Chris Difford’s Songwriting Survival Kit
The double Ivor Novello Award-winning songwriter and founding member of Squeeze provides a fascinating tour around his trusty writing desk
Frequently compared with Lennon and McCartney, Chris Difford and Glenn Tilbrook have been lauded as a songwriting duo since their new wave band Squeeze’s first release in 1978. With hits such as Up The Junction, Goodbye Girl, Pulling Mussels From The Shell, Tempted, and so many more, the group established themselves as a vital part of quintessentially British music.

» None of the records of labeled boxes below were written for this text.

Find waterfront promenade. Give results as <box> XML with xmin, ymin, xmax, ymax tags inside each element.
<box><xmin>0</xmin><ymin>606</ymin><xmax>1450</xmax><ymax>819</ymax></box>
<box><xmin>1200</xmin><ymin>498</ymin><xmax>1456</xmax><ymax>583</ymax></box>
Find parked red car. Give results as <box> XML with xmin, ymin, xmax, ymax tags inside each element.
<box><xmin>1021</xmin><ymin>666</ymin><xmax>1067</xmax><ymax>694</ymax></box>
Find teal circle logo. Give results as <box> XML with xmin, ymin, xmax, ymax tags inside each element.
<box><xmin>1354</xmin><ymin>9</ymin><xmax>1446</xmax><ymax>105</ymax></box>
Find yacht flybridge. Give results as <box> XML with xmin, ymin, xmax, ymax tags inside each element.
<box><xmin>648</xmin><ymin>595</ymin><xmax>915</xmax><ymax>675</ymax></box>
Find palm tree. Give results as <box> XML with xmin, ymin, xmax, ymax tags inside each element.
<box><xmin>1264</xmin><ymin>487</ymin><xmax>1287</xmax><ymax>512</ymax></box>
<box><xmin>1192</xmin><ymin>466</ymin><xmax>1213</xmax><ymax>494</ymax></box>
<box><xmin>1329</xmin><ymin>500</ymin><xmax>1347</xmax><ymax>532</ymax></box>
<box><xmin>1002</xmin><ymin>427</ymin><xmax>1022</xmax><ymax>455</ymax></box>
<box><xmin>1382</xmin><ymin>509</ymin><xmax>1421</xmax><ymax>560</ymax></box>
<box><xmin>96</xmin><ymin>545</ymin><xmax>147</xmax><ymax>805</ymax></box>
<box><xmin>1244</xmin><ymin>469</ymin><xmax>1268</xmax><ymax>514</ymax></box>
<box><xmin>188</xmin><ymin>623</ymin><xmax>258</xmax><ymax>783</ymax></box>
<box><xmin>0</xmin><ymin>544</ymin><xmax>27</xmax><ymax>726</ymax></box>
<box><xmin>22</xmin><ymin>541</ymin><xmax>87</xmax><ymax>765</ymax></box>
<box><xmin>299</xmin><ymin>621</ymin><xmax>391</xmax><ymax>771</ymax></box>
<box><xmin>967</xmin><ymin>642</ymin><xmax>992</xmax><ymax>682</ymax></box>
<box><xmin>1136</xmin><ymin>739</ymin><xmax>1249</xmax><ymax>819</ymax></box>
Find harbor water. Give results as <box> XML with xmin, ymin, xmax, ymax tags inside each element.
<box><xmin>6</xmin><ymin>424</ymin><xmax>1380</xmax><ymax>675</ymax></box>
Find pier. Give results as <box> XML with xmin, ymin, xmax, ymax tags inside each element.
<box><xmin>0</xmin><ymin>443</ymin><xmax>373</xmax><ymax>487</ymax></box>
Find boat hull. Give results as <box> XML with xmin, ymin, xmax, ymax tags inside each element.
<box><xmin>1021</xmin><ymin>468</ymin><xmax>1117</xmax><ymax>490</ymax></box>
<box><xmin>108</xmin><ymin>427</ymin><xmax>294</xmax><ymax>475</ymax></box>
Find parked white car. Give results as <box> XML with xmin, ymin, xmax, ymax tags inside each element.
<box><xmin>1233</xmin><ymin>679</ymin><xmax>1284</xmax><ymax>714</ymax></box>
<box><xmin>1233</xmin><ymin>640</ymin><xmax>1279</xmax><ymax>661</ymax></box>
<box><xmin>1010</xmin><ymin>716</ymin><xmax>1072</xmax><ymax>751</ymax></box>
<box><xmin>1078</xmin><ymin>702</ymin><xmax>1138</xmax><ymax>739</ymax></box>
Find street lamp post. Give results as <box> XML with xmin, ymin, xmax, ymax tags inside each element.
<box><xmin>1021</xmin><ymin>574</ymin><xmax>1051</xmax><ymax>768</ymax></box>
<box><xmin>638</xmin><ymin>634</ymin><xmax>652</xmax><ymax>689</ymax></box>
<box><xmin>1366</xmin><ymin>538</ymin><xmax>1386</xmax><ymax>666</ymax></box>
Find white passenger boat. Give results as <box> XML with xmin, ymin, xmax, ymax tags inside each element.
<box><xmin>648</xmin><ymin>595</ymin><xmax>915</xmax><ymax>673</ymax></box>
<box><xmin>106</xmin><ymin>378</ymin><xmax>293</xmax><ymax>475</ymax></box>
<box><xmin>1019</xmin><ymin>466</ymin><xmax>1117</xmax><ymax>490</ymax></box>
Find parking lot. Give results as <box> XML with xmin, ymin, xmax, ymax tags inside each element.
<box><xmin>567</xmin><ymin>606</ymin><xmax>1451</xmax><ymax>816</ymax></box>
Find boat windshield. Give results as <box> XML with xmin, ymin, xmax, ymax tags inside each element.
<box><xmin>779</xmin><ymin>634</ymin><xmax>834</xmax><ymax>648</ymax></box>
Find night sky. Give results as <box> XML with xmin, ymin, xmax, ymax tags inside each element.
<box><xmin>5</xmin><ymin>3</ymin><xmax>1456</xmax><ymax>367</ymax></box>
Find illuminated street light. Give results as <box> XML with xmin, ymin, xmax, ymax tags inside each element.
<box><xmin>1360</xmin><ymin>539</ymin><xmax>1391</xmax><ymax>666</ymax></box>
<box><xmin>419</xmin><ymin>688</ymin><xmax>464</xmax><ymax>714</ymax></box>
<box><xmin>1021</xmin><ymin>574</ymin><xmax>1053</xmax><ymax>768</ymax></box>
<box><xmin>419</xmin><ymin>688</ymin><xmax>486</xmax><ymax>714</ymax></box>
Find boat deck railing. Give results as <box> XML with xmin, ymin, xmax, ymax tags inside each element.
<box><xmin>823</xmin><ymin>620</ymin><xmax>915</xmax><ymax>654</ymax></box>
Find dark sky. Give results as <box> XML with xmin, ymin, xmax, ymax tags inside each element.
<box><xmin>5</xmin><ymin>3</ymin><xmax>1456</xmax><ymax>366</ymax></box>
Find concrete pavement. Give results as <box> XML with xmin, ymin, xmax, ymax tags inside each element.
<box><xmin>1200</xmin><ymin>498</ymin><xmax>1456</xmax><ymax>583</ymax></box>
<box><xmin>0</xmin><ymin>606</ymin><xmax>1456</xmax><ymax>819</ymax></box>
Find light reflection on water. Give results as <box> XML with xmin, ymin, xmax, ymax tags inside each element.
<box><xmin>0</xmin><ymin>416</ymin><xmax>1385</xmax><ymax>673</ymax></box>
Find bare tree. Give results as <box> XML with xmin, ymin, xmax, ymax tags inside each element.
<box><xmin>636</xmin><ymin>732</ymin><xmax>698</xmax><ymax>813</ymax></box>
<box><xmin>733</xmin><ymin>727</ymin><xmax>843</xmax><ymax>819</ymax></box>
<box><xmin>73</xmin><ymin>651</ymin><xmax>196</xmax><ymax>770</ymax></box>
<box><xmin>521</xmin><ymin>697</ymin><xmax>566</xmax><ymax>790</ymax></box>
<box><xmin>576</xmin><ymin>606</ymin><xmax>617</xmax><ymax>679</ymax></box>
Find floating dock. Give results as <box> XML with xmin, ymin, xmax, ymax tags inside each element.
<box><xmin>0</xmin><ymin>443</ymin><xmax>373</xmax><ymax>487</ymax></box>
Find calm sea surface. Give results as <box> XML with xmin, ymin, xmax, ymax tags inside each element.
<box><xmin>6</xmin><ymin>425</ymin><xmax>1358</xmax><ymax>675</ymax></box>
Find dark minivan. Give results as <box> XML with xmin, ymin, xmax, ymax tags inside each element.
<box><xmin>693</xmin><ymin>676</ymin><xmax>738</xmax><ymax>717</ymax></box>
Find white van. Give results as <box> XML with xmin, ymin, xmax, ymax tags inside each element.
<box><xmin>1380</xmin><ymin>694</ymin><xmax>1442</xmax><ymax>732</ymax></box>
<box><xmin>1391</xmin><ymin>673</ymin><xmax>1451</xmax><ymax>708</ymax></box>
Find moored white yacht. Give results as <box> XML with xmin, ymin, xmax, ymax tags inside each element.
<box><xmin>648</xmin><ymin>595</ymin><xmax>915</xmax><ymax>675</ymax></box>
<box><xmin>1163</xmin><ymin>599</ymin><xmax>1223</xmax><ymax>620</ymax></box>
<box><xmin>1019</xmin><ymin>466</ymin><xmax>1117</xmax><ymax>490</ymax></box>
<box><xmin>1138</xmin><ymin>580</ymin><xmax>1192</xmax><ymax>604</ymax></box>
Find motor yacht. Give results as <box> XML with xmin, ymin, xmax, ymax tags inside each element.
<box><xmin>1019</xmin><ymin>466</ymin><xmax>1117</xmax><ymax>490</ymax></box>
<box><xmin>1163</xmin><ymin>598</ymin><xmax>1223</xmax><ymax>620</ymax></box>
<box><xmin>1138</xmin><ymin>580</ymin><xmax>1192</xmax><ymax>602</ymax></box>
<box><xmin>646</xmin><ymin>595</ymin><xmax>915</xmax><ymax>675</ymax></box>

Although Squeeze disbanded and re-emerged in several incarnations over the subsequent 40 years, Chris continued to write with Glenn and other artists, and has enjoyed a fruitful solo career. He also finds time to share his award-winning expertise with budding writers through a regular series of retreats and online workshops – for example, readers can enjoy 20% off Chris Difford’s Songwriters Garden until the end of September 2020 by quoting SWM20.
We asked the acclaimed wordsmith to give us a tour around the trusty writing desk and paraphernalia that have become the essential tools of his trade…
1. MY WRITERS DESK
I have had my writing desk since 1989 it was hand-built by a carpenter in Kent. I took him drawings of a desk I had seen in an antique shop in London, the ’30s style appealed to me and the fact the desk looked like a stack of books. Originally the design was used for furniture on the Queen Mary. Each drawer is deep with my personal history and smells. My survival as a writer depends on returning here to write between tours, but in these strange days of lockdown, this is my resting place almost every day.

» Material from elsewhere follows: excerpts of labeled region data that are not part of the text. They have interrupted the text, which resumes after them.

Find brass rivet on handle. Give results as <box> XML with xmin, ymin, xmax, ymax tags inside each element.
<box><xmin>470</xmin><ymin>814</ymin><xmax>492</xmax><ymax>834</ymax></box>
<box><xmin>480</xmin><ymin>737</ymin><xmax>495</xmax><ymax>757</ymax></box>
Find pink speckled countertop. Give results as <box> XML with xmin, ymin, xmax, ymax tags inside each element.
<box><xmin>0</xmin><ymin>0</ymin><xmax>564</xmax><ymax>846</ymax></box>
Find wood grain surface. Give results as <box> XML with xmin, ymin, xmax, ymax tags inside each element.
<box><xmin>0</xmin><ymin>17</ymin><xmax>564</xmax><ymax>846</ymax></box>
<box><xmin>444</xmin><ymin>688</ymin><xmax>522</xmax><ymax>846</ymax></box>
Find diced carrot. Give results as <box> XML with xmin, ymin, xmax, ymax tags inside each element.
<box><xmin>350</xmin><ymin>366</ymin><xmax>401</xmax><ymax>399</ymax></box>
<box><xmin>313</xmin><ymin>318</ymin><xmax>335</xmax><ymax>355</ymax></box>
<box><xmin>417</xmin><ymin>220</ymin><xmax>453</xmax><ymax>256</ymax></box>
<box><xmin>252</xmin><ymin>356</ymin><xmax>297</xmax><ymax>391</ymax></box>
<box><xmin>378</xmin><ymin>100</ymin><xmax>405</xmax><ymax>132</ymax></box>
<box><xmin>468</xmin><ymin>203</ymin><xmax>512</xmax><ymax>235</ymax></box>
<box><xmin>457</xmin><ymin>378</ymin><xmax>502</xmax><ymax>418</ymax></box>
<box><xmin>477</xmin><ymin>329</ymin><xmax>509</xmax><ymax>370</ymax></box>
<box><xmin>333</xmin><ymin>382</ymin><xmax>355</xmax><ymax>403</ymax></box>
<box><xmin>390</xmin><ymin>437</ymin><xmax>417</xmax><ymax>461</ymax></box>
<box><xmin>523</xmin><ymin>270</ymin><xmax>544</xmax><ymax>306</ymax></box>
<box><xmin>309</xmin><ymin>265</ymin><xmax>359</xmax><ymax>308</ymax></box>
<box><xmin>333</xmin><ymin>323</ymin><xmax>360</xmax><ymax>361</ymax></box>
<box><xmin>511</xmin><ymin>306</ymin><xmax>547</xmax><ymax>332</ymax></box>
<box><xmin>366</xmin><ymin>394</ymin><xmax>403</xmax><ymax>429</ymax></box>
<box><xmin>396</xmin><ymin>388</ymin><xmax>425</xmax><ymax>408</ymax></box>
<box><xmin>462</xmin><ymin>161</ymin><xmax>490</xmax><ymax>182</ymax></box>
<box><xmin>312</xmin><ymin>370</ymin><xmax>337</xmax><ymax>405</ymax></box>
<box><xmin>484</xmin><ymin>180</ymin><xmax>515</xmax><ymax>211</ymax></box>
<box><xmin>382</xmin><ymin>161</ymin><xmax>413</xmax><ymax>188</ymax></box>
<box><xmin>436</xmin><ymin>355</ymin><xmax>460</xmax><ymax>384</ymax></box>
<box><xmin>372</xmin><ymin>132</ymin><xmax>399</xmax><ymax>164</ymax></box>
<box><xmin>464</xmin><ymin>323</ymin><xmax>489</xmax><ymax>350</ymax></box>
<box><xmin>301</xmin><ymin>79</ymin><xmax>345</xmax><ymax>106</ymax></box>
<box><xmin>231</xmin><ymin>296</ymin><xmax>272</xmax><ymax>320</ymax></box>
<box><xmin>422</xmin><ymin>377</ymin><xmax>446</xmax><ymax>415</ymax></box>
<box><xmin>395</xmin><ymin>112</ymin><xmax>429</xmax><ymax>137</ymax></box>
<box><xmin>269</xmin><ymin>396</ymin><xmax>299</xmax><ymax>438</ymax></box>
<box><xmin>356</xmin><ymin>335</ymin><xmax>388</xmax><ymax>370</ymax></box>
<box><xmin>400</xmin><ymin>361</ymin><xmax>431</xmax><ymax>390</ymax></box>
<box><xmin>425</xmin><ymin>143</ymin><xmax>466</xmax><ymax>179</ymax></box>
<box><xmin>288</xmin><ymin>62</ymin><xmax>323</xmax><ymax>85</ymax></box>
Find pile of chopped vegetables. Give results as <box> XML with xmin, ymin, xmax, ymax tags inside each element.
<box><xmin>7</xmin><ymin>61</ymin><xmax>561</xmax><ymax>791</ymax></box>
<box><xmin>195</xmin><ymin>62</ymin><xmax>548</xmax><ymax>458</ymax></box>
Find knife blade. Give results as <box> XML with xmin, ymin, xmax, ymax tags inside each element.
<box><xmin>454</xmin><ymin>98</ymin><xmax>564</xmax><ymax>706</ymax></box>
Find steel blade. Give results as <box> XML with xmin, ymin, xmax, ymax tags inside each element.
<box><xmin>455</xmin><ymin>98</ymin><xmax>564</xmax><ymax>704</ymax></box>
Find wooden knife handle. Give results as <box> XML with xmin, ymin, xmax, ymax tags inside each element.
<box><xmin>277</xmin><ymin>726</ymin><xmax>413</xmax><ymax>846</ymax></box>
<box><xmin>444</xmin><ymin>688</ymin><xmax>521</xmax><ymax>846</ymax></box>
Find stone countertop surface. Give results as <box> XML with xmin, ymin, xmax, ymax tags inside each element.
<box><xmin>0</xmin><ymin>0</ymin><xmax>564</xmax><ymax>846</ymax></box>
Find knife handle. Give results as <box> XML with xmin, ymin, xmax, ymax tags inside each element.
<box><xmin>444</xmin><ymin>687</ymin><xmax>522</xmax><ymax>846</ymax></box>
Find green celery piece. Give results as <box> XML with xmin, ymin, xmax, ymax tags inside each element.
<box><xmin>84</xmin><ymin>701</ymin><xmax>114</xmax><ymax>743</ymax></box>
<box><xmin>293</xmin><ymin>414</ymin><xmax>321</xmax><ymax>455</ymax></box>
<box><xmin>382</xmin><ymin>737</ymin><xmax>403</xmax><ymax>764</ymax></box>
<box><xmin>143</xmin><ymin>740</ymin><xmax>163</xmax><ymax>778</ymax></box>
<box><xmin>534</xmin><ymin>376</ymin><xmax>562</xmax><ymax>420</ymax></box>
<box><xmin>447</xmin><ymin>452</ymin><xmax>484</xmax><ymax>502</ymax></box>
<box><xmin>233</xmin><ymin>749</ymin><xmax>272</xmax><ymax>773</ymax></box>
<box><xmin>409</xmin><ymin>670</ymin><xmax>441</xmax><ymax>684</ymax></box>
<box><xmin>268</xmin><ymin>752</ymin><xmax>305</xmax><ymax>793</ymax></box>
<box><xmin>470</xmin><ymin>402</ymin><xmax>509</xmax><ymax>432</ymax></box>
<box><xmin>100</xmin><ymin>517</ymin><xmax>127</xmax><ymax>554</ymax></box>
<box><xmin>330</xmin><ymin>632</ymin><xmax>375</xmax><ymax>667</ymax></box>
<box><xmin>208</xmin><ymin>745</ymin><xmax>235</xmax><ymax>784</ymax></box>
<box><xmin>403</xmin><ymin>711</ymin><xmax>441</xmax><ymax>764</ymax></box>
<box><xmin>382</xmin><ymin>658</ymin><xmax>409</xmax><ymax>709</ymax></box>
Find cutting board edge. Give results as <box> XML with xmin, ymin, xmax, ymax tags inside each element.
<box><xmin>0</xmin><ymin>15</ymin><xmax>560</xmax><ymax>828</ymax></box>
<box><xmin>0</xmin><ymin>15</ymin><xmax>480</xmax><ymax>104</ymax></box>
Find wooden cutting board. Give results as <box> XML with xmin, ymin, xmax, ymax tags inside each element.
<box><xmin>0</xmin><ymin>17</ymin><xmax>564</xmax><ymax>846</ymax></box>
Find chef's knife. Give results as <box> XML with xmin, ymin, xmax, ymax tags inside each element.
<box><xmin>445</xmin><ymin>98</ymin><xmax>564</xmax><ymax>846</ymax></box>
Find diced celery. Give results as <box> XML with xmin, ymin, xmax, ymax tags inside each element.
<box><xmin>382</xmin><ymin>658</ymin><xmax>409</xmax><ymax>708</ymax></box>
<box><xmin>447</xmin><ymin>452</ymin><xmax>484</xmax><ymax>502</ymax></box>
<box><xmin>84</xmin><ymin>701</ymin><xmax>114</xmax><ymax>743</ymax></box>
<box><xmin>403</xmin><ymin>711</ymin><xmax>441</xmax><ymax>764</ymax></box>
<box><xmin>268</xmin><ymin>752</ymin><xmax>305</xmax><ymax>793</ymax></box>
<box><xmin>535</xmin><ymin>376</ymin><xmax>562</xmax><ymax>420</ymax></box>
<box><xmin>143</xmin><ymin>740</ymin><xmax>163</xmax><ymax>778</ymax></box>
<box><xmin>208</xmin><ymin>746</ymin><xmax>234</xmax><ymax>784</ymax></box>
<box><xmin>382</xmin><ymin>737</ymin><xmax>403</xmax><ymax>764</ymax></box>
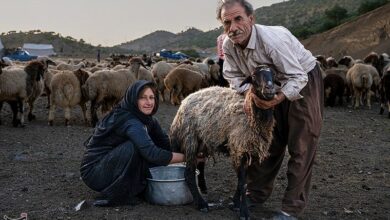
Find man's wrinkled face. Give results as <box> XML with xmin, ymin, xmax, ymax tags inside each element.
<box><xmin>221</xmin><ymin>3</ymin><xmax>254</xmax><ymax>48</ymax></box>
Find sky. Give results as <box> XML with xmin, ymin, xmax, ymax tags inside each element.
<box><xmin>0</xmin><ymin>0</ymin><xmax>284</xmax><ymax>46</ymax></box>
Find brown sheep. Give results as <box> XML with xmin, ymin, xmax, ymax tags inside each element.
<box><xmin>164</xmin><ymin>67</ymin><xmax>204</xmax><ymax>105</ymax></box>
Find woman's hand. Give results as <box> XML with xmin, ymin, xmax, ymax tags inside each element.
<box><xmin>196</xmin><ymin>152</ymin><xmax>206</xmax><ymax>163</ymax></box>
<box><xmin>169</xmin><ymin>152</ymin><xmax>185</xmax><ymax>164</ymax></box>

2. POTS FILLED WITH PENCILS
Collecting pencils as long I have has meant that I need lots of pots to hold them in, so my study is busy with pencil pots. I once created a collection of framed artwork of my pencils and gave them away to a charity auction, and now wish I had kept them. Some date back to hotels and motels on the first tour of America with Squeeze. Its good to have lead in your pencil and my study is full of pencils from my travels.
3. NOTEBOOKS DOWN THE YEARS
Being around notebooks is essential for me, there are my words from my first poem to the most recent songs. Although I hardly ever use a pen or pencil, notepads give me the security I need in case all else fails. I feel safe surrounded by my notepads, I feel in the arms of my own place as a writer. I have reams of notes in many books in a bookcase above my desk, they see me and I see them and notice the passing of time.
Smell is important while writing and a good candle can create all sorts of creative moods, Rose being one of my favourite candles. I also like the surrounding smell of Santa Maria Novella Pot Pourri. My study has a smell all of its own, I plug into the ‘me’ in the room a fragrance of age, I think. I like to bathe my imagination in the pleasure of a nice smell, sometimes from out of nowhere.
5. USB MICROPHONE
Although I do not record from home, I let more important people do that, I do use a USB microphone to speak to my fellow writers on the screen when I’m teaching. It’s a new piece of the jigsaw, a must-have if people are to hear you clearly and with clarity. Today I use a Podcaster, a mono microphone through a Focusrite thingy. I used to have all sorts of mics when I had a studio but they all went in the mists of time.
6 & 7. LAPTOP AND IPAD
I have used Apple laptops since they first came out, I think my first one was the Apple Ice. It weighed a ton and came on tour with me but was fairly useless apart from looking cool and being able to capture my writing when handwriting became too difficult to read.